Talk about a dumpster fire.
The largest non-profit housing society in B.C. has had provincial funding suspended following the release of a damning Ernst and Young forensic audit of the operations of the $2 billion BC Housing Crown corporation.
Atira Women’s Resources Society will no longer receive provincial support for its non-profit housing assets. Atira has received more than $120 million in BC Housing funding since 2018 to finance non-market housing programs and social services.
According to B.C. Premier David Eby, Atira received preferential treatment from the CEO of BC Housing, Shane Ramsay, who is married to the CEO of Atira, Janice Abbott.
Ramsay was “actively breaking the conflict of interest agreement” that he was not to be involved in decisions related to Atira Women’s Resource Society, Eby said at a May 8 press conference.
This included deleted emails, changing dates on correspondence and pushing staff to approve Atira projects over other housing providers, the Premier said.

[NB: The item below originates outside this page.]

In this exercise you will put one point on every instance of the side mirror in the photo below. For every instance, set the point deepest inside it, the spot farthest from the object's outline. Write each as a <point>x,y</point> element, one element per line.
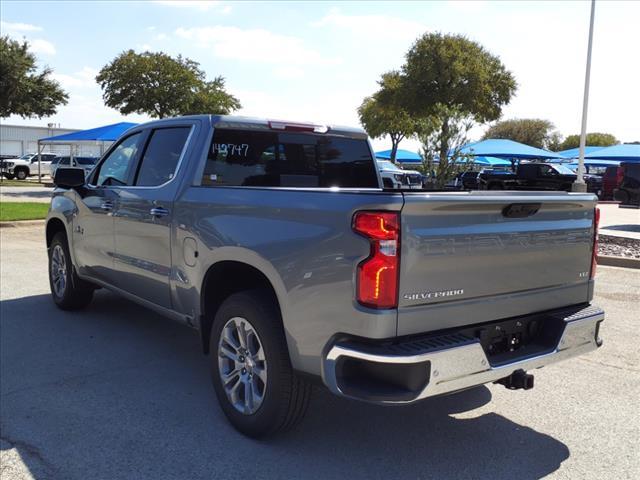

Atira was also managing the Winters Hotel, which was destroyed by fire a year ago and later found to have non-operating fire alarms and other safety concerns.
The Ernst and Young report, called Financial Systems and Operational Review of BC Housing, was dated May 10, but kept secret until June 30. The report said BC Housing suffers a siloed approach to delivery, has made limited investments in infrastructure and resources, and its project administration is largely undocumented and does not include a risk-based approach.
Ernst and Young then did a second forensic audit, at the request of Eby.
None of the other housing societies involved with non-profit housing had the specific attention of Ernst and Young, though some have also raised eyebrows.
In B.C., the province’s 2023 budget pledged $4.3 billion for subsidized housing, equal to the entire provincial deficit. This is addition to $428 million aimed at those “currently homeless or unstably housed” in the 2022 provincial budget.
A cursory investigation by Western Investor finds that, in 2022, just four Vancouver housing groups set up to house and support the most vulnerable – Atira Women’s Resource Society, Lookout Housing Society, PHS Community Services Society and RainCity Housing and Support Society – took in a combined $204 million from government and, all told, paid their own staff more than $151 million in wages and salaries.
A fifth, Pacific Community Resource Society, which is completing a government-funded Surrey housing-for-homeless project, took in $30.2 million in total government funds last year, paid out $18.6 million in wages and salaries and logged nearly $30,000 per month in travel and car expenses, according to its filings with the Canada Revenue Agency.
While Ramsay was CEO of BC Housing, before retiring last year following the original audit, Atira received $35 million more in provincial funds than any other housing society. This included the purchase of an old single-room-occupancy building and beer parlour in Vancouver’s downtown eastside for $6 million over its assessed value.
“The investigation into BC Housing continues,” said Eby, who has Minister of Housing until he stepped down to run as premier. Eby assured tenants of current Atira housing projects that they will continue to receive provincial funding and support.